I expect there's no doubt on which side I sit, being as how a good murder makes me smile all day. But I'm still a pretty fervent redemptionista too, and my sense of humor, I like to think, keeps me out of Lehane Country.ETA: Can you imagine that amusement park attraction? Lehane Country Safari. When you come in, an actor that looks like your dad kicks you in the gut. Then you take your beat-up ride through the streets of Southie dodging wife-beaters and pissed-off gangbangers, pausing for Hopeless Love, and the dismemberment in every third car. It's the crappiest place on earth!(But it hurts so good)
Olaf the Troll ,'Showtime'
The Great Write Way
A place for Buffistas to discuss, beta and otherwise deal and dish on their non-fan fiction projects.
I think overly-happy and overly-grim fiction each make people feel better about real life -- in both cases, I think it's "see, life could be like that," for better or worse. To me they are just flip sides of the same coin. Although as a reader, I find the overly-happy just makes me dissatisfied.
As a writer, I constantly have to guard against a tendency to be too nice to my characters. You see, I like them! They're such lovable little figments! I want them to be happy, with sunshine and puppies! But it's not a story unless there are challenges and conflict, and happy endings are more satisfying if they're dearly bought, so I keep asking myself What Would Joss Whedon Do?
That said, in my own work I'm all about the happy ending. But that's just me.
I like happy endings, too, believe it or not. But I rarely finish anything.
DH says he's a cynic, and that a cynic is a disappointed idealist. I suppose that's what I am. I think that's why I've liked Joss' and Tim's work so much. They give us an earned happiness, sometimes even an unearned joyful time. But almost immediately, with no warning, comes a gut punch, a reminder that life is full of both light and dark, and that you can't have happy sunshine and balloons and fairies and not have the death and dismemberment, the pain and the fear and the sorrow.
I didn't decide to write that way, but my longest pieces have that dark turn in them. I want happy endings. I think I'm just afraid to trust them, that there's always another darkness lurking behind the bunnies and flowers.
Deena, as Amy says, the simplicity of the language is what makes your piece so devastating, what gives it the ring of truth. (((Deena)))
I like drabbling things I wouldn't or couldn't do. I don't think I have the chutzpah to sustain it over more than a hundred or so words, but the places I absolutely will not tread in life are ... well, why be off limits in fiction?

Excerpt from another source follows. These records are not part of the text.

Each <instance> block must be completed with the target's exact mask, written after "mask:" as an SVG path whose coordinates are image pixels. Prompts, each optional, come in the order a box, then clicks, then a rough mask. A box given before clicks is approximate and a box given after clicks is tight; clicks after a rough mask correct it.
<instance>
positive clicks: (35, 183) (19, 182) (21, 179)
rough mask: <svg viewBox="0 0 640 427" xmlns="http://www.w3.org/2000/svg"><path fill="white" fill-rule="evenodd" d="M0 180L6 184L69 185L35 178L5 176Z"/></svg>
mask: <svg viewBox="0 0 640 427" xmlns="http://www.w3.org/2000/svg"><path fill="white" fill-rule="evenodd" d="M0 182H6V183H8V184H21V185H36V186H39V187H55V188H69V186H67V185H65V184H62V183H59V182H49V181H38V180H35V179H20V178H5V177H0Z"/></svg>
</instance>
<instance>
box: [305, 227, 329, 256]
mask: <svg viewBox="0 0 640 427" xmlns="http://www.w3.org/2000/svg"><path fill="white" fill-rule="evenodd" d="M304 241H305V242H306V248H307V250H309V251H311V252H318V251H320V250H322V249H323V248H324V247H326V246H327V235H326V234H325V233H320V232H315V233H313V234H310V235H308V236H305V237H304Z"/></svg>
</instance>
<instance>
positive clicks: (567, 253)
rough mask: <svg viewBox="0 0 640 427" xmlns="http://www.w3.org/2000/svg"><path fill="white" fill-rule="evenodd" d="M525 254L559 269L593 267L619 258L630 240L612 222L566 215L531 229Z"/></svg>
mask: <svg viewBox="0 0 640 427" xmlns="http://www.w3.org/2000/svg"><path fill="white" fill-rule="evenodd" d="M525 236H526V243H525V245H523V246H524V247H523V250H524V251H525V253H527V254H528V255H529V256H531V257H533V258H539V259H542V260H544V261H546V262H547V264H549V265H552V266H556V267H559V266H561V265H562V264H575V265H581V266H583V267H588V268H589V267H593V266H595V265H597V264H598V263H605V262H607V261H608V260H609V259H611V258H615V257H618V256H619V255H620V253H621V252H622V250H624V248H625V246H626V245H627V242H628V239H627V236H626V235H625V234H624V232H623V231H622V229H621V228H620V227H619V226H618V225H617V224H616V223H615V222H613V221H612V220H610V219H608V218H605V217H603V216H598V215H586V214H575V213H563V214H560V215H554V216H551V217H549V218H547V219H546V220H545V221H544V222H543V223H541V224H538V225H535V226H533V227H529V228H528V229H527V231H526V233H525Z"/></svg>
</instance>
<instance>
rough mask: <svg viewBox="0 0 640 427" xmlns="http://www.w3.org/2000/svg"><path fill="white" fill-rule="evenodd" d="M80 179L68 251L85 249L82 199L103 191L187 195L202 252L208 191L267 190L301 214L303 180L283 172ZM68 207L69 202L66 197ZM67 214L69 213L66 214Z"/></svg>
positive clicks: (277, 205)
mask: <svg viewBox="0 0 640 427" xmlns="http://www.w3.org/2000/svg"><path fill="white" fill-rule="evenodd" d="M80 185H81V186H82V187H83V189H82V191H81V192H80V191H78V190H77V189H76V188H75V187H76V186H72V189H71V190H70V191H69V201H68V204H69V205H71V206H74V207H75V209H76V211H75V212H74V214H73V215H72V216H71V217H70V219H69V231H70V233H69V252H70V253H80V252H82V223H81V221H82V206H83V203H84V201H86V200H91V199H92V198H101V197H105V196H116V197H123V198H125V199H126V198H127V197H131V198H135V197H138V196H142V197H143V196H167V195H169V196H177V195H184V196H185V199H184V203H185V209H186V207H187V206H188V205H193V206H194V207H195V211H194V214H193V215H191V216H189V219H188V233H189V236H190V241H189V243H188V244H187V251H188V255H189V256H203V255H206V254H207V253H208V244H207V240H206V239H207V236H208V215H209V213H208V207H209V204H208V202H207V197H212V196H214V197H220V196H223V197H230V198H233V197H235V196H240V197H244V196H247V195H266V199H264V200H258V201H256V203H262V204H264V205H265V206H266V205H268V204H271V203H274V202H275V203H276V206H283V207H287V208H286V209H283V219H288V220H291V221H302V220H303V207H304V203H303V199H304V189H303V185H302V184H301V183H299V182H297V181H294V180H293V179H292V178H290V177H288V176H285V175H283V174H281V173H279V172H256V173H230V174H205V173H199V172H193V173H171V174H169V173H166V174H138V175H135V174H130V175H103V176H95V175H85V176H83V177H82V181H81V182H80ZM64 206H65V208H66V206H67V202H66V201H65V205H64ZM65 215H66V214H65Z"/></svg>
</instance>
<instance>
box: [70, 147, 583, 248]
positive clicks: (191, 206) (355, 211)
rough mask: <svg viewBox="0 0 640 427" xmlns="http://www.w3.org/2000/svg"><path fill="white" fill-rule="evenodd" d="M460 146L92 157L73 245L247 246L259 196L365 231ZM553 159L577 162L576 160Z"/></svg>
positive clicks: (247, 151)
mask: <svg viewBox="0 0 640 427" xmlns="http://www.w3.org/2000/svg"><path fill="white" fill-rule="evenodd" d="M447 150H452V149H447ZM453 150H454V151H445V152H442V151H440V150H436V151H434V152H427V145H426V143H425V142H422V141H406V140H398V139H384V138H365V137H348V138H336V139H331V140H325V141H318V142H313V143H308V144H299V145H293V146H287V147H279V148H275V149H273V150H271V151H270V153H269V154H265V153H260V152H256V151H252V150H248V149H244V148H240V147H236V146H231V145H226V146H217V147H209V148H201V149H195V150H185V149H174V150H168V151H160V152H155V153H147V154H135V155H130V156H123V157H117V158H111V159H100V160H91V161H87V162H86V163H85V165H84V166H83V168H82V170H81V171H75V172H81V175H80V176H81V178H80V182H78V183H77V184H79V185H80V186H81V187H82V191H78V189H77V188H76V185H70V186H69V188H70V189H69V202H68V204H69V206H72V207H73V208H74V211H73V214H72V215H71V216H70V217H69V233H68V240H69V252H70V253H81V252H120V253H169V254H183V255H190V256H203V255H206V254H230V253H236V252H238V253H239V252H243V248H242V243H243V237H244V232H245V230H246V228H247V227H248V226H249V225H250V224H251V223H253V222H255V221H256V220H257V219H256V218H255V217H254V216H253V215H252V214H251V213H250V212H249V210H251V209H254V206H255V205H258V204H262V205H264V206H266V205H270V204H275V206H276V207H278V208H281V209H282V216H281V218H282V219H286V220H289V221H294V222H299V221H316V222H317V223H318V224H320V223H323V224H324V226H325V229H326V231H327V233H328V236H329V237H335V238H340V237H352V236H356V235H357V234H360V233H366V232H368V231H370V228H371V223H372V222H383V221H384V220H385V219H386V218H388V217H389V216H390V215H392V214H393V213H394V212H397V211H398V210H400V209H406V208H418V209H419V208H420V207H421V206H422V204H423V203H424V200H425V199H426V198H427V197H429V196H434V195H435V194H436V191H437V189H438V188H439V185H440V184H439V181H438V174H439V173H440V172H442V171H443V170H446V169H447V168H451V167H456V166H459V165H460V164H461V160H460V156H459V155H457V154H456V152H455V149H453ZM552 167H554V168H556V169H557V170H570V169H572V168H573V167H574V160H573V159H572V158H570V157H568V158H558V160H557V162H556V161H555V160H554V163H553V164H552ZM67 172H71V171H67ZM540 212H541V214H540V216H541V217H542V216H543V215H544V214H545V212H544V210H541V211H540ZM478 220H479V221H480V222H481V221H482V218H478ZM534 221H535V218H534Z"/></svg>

What is the mind for, then?
It's of the frame of mind that people with rape fantasies want to rape/be raped -- which I thought was pretty poorly regarded. But I've heard "how can you think those things?" as if the crime lay in the mind.
As a writer, I constantly have to guard against a tendency to be too nice to my characters.
Go nonfiction. Real people are so much easier to be mean to. They give you so much cause.
Go nonfiction. Real people are so much easier to be mean to. They give you so much cause.
Eh, I'm a fiction writer. It's the only way to have a head full of imaginary personalities and still be sane.
Go nonfiction. Real people are so much easier to be mean to.
Yes, but unlike fictional characters, real people can hunt you down and sic dogs or lawyers on you.
Yes, but unlike fictional characters, real people can hunt you down and sic dogs or lawyers on you.
They can go right ahead. Act a fool, get a chapter. That's my new motto.